I think you are conbfusing value in that sentence with ideological values (ideas) for each entity, what I meant was that each biological human is valuable in its own right as a human. People are 'beholden' if they enter into a democratic process to accept its outcome- it happens a lot you know, people accept election results, laws only exist because we agree to obey them, all governments are anarchies at heart. People can be governed by their bvalue systems, by their custom, and by their desire to make socialism work, and recognise the mutual interest involved in their activities.
: Consider Marx: '[L]anguage is practical consciousness that exists also for other men, and for that reason alone it really exists for me personally as well; language, like consciousness, only arises from the need, the necessity, of intercourse with other men.'(1)
Yes, and if language is an innate biological factor of humans, then humans exist only for other humans, for society.
: Now, Skinner: Verbal behavior is 'behavior reinforced through the mediation of other persons.'(2)
: And, finally, Wittgenstein: 'Suppose you came as an explorer into an unknown country with a language quite strange to you.
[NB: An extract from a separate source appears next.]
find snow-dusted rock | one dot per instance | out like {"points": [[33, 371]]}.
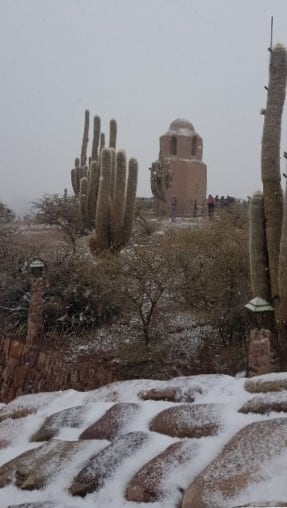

In what circumstances would you say that the people there gave orders, understood them, obeyed them, rebelled against them, and so on? The common behavior of mankind is the system of reference by means of which we interpret an unknown language.'(3)
He also said if lions could speak we couldn't understand them...
: Simple statements, profound conclusions. Now, Chomsky is clearly on the other side. His pan of Skinner is well known; his lesser known (and less renown) pan of Wittgenstein furthers his stance.** And what is Chomsky's stance? Briefly put, it is that (a) grammar is universal, (b) grammar is hereditary, and (c) grammar is rule-governed instead of contingency-shaped.
If language were not so, how could all languages be translateable? How could humans learn it, there is not enough data, unless you are appealing to an innate semiotics of behaviour (BTW, the behaviour in teh Witty quote is just the kinesic aspects of language, semiotics, which are also common to all languages.) Grammar is not universal, grammar is based on a generative grammar that is common to all language, a set of switches, a deep structure underlying teh whole of language. Certainly, Grice and his maxims of speech seem to hold, and that we have a certain logical process operating around our linuistic patterns, Likewise Brown and Levinson apply rules to politeness that make it rule, internalisation and contignecie based...
Chomsky, as 'radical' as his political beliefs may be, is a mentalist in the field of language.*** And mentalism, if I may be so bold, is simply another form of creationism, replacing religious deities with 'subconscious drives' that are equally magical and subjective...
This is why I regard behaviourism as a tad reductive, you reject all attempts to even try and examine the internal structures of personality and mind.
: This may be a good place to cite an authoritative definition of reinforcement. 'A reinforcement is defined as an event which increases the rate of a response which it follows.'(4) This is how I use the term. Are there 'values' attached to the word?---Not when we use this rigorous usage (which tends to remove 'reward' from the meaning).
All words have the values of their social spwaning ground imprinted upon them. In a society in which a certain value spreads then it talkes more control over human behaviour, withouit needing a specific agency to enforce it.